E mentre noi eravamo affannati intorno al nulla della città politica, la Fortuna abbandonava la fuga eroica di un francese giovane e bello

    I l randonneur era un giovane bello che studiava arte a Roma da due anni. Conosco le spiagge del Cilento in quel tratto di costa, tra le più isolate e misteriose d'Italia, per averle viste dal mare sulla mia barchetta. E conosco quei monti impervi e ostili, esposti a est, solcati da gole e acque, che contrastano nella frescura gli effetti caldi del pomeriggio, creando ampia ombra assai prima del tramonto, nel villaggio magnifico di Scario. Da una di quelle spiagge la mattina di un venerdì, dopo averci dormito, organizzato a puntino per raggiungere Napoli a piedi, Simon Gautier ha incominciato la sua passeggiata in ascesa, difficoltosa ma non estrema, dando le spalle al mare, al Golfo di Policastro e al Tirreno meridionale. Di lato, poco distante, riluceva Porto Infreschi o Bagninfreschi, una baia naturale d'acqua fredda per via delle sorgenti. Dall'altra parte Palinuro e il suo capo, dal nome del timoniere di Enea caduto tra le onde calme a notte, sconfitto dal dio del sonno o viaggiatore distratto (come preferite). Anche il viaggiatore Simon deve essersi distratto o forse è stato colpito da un dio. Secondo un suo amico romano, avrà fatto sosta su un dirupo per guardare le acque profonde lì sotto, stregato, e la roccia ha ceduto e tutti speriamo che sia morto presto, presto, subito dopo la telefonata in cui diceva di avere le gambe spezzate, chiedeva aiuto “per favore”, aggiungeva che non ci stava già più con la testa, niente dettagli di geolocalizzazione, stava “morendo di male”, morire di dolore, e l'unica cosa che sapeva era che vedeva il mare.

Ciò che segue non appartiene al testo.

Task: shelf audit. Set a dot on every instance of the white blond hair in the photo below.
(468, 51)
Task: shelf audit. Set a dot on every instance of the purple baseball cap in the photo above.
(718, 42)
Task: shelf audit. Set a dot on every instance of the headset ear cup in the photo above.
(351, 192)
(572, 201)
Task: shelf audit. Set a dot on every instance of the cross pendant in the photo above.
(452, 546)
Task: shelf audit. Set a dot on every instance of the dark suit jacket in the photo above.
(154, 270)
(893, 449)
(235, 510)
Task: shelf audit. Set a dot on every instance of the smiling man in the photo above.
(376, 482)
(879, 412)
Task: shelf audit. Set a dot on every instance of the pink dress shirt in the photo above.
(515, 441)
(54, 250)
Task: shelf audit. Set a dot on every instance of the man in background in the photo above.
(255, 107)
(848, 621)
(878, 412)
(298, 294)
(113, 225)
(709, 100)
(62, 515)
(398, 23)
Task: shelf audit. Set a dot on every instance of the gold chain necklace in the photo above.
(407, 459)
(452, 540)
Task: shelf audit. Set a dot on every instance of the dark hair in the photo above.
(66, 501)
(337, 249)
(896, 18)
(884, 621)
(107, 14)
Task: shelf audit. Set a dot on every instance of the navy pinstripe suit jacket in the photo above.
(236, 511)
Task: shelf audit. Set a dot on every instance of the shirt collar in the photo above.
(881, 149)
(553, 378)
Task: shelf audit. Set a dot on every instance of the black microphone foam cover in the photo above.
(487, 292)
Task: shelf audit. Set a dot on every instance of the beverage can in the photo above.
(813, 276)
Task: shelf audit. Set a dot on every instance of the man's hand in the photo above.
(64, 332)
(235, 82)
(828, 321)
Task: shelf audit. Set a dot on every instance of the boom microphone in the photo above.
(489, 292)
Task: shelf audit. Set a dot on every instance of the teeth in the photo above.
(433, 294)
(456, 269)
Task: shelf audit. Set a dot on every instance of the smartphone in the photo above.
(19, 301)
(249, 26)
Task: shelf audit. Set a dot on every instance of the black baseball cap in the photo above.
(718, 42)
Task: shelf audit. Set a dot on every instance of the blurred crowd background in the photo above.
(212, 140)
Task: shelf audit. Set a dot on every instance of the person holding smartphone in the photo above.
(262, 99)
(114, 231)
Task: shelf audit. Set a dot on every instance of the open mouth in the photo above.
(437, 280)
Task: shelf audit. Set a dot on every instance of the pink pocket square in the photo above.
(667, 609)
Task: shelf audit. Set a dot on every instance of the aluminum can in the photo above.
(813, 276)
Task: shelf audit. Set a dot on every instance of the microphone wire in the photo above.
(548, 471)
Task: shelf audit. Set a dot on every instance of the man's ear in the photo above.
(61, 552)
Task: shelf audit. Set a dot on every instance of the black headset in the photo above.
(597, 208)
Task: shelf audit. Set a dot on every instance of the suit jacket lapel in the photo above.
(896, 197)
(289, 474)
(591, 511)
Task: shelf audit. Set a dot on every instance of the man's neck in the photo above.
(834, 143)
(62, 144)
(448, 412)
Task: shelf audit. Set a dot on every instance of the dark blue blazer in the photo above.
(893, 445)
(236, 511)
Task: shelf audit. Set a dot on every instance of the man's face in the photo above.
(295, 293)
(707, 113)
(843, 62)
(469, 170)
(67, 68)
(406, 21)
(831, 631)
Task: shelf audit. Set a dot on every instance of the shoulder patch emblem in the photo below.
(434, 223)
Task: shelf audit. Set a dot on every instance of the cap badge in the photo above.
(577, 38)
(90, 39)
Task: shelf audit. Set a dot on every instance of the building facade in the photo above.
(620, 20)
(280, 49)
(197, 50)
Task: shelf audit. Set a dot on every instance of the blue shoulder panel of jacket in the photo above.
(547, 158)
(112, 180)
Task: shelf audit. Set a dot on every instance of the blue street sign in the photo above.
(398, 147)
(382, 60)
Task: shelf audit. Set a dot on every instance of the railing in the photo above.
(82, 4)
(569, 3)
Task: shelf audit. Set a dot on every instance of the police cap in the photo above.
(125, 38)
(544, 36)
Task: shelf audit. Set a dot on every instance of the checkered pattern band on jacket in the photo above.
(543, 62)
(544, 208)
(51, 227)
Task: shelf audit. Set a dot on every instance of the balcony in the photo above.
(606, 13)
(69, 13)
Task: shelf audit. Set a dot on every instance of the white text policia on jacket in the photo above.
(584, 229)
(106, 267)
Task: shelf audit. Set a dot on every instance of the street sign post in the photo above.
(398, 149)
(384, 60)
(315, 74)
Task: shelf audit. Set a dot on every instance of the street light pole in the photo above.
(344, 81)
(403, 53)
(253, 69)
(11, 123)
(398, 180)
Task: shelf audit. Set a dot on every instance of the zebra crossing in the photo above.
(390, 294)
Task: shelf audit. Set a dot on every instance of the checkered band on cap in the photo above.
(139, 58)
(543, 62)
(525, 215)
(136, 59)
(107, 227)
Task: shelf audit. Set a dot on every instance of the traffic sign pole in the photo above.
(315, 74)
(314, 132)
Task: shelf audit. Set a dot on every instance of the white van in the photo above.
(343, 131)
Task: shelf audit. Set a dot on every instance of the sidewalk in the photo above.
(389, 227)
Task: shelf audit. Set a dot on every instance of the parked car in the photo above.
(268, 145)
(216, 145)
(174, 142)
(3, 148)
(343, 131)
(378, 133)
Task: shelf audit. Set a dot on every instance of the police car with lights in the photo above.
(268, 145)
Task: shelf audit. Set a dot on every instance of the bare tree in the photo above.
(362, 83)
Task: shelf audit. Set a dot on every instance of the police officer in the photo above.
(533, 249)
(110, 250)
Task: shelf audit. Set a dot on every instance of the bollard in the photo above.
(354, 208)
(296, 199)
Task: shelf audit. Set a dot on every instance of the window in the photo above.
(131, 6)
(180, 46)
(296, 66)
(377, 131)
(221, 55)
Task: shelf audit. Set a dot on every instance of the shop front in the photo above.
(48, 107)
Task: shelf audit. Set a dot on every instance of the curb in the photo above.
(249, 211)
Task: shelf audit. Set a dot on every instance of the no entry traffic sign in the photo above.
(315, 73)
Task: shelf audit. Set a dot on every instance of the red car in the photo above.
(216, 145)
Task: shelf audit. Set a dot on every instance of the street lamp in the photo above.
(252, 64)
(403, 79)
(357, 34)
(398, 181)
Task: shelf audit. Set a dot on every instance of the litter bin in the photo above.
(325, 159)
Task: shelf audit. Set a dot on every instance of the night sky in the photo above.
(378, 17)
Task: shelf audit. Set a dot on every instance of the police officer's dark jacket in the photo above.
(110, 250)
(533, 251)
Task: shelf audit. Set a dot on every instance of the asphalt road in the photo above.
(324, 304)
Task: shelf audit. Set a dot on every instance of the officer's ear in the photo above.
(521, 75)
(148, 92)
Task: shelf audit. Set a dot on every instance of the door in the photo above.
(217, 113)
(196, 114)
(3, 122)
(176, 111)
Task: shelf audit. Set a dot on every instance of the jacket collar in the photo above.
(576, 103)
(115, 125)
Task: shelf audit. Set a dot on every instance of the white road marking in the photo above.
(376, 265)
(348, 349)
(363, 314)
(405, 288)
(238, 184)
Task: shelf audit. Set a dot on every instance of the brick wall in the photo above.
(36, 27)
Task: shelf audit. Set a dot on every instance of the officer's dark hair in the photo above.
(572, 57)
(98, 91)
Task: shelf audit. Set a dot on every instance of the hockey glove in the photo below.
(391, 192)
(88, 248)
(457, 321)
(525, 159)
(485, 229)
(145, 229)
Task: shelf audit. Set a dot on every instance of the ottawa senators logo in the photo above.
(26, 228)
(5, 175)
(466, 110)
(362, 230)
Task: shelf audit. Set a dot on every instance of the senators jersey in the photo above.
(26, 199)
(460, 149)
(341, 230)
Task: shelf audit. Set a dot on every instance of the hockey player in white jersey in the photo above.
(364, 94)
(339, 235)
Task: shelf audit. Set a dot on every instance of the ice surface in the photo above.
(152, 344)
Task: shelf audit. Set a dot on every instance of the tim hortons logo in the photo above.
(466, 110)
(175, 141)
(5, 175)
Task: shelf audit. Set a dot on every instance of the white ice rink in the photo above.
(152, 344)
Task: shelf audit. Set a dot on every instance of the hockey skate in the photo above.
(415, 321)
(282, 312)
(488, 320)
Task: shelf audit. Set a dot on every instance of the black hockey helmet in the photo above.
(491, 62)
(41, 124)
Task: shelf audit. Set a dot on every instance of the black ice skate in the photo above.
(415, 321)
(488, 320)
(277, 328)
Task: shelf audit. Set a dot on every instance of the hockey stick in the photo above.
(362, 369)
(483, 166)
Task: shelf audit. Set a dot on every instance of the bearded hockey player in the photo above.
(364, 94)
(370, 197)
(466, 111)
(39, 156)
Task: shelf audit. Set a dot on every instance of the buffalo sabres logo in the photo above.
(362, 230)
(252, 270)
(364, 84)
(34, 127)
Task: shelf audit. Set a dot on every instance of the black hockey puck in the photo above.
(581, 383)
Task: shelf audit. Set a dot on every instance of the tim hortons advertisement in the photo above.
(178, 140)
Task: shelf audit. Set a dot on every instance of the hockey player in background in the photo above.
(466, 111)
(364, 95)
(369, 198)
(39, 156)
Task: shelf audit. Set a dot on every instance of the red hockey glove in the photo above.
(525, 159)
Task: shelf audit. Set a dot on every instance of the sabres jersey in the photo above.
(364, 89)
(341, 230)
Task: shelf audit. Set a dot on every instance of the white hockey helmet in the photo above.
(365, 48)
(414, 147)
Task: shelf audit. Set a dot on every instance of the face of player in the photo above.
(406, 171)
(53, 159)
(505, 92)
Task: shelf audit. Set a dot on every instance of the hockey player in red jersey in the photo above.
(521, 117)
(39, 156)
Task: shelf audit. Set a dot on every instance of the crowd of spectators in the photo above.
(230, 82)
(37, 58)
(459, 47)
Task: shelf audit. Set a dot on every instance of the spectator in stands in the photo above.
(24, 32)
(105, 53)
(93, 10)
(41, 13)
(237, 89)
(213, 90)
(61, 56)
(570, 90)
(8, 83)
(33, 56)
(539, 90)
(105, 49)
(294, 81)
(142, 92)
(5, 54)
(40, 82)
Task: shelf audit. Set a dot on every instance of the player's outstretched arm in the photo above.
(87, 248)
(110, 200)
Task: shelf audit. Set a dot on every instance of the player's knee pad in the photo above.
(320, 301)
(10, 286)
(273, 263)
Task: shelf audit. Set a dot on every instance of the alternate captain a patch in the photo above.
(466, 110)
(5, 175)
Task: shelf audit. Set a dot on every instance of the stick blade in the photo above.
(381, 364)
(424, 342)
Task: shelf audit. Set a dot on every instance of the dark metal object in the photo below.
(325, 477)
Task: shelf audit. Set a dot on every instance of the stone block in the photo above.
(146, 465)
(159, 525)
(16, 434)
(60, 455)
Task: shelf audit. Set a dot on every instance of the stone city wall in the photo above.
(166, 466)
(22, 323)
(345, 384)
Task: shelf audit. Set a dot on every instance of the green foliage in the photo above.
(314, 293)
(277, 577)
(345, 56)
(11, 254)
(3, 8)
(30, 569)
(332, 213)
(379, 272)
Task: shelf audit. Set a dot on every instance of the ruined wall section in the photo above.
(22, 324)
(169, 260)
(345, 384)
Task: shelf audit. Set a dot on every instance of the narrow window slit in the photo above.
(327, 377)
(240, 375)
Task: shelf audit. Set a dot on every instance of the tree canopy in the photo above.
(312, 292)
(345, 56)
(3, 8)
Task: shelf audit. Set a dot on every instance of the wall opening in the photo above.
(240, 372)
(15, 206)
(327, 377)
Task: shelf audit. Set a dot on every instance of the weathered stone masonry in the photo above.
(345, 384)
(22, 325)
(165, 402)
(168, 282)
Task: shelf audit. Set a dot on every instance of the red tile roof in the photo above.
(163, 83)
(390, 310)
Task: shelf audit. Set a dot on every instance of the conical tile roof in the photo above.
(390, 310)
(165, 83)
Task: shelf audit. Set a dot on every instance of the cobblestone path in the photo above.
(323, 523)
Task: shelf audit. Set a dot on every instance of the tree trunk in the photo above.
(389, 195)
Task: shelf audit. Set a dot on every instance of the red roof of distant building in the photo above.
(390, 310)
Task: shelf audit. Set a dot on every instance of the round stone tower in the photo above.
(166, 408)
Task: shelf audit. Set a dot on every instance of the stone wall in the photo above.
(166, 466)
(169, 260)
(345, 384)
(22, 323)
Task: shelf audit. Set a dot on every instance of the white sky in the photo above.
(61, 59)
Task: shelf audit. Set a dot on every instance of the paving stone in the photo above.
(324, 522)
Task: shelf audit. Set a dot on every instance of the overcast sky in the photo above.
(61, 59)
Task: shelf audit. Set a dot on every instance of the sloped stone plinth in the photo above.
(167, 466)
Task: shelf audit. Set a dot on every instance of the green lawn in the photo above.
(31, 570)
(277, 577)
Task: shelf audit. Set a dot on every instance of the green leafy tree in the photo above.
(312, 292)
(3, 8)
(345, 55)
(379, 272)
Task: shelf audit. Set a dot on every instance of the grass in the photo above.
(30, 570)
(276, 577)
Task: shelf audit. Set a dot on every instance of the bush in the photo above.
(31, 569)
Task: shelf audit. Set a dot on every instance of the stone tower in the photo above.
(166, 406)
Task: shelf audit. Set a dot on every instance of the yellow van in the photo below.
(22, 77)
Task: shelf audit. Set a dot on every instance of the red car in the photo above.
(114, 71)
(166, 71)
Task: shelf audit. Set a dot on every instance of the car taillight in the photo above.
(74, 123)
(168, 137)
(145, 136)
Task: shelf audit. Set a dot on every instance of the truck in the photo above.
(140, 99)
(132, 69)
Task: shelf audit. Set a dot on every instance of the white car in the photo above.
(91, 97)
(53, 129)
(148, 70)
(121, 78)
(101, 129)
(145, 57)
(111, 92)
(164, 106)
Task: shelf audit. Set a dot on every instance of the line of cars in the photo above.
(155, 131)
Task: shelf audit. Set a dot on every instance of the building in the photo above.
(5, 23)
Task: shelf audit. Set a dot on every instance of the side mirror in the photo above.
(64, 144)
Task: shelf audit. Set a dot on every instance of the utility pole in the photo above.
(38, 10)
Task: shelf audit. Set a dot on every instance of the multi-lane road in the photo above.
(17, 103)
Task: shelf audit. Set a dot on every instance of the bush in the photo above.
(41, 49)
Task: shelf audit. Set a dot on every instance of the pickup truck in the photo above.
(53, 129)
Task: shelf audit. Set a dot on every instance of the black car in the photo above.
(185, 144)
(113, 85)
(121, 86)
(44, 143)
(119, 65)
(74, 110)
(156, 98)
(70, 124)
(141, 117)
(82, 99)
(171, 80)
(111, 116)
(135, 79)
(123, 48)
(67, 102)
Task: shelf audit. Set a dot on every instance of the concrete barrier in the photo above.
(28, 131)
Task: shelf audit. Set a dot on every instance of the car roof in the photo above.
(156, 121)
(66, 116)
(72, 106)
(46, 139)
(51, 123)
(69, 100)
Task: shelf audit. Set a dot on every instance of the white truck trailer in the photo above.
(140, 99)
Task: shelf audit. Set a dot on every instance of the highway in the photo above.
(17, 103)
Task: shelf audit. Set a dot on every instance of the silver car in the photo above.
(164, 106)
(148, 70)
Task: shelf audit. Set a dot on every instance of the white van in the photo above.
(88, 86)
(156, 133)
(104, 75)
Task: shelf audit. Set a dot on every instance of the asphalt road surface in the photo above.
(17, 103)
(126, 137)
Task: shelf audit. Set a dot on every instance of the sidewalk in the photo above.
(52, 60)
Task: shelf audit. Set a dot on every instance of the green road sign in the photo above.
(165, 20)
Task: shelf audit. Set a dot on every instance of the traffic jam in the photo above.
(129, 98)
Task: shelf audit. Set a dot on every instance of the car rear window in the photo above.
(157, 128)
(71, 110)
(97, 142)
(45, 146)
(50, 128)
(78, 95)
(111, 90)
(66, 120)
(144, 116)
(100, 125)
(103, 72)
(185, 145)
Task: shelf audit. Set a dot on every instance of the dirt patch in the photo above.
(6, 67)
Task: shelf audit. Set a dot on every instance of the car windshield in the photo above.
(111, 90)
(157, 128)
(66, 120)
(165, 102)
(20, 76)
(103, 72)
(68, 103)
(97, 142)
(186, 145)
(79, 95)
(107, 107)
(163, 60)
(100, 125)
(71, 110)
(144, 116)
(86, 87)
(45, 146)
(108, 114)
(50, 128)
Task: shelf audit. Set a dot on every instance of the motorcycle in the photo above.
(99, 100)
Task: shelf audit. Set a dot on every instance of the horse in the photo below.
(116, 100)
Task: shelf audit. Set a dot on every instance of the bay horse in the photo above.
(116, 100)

    Ventisette anni sono pochi per una bella morte tanto dolorosa, solitaria e pietosa. Come sua madre Delphine Godard, non riesco a capacitarmi dei ritardi nella comunicazione di quanto stava avvenendo o era avvenuto, delle insufficienze pareggiate dalla buona volontà dei soccorritori, ma sopra tutto non riesco a capire come la Fortuna abbia abbandonato un'impresa così semplice e solenne, così umanamente divina, come la passeggiata solitaria di montagna verso Napoli attraverso i monti del Cilento. In quei giorni, quel giorno, eravamo tutti affannati intorno al nulla della città politica, all'inseguimento di bisbigli e rutti da bordello, mentre un francese che studiava arte a Roma la faceva, l'arte, con le sue gambe spezzate dall'imitazione della vita e della morte.

    Ci sono più cose tra cielo e terra, si sa. Ma tra il cielo del Cilento, la terra franosa, l'incespicatura, la caduta e il mare che muore di male anche lui c'è tutto quello che divide una giornata sfortunata e letale da una vita pubblica accaldata, affollata, troppo affollata, stupida e profondamente immorale. Isolarsi, distaccarsi, passeggiare, stancarsi, coltivare un cammino, guardare, abbeverarsi fino alla morte per acqua, come Phlebas il Fenicio, non è un gesto romantico, una ricerca di salute, è una fuga eroica o così mi appare. La terra è desolata, ma non muore, come dicono quelli dell'altro bla bla, muoiono gli uomini che dicono a sé stessi di non esser ancora morti.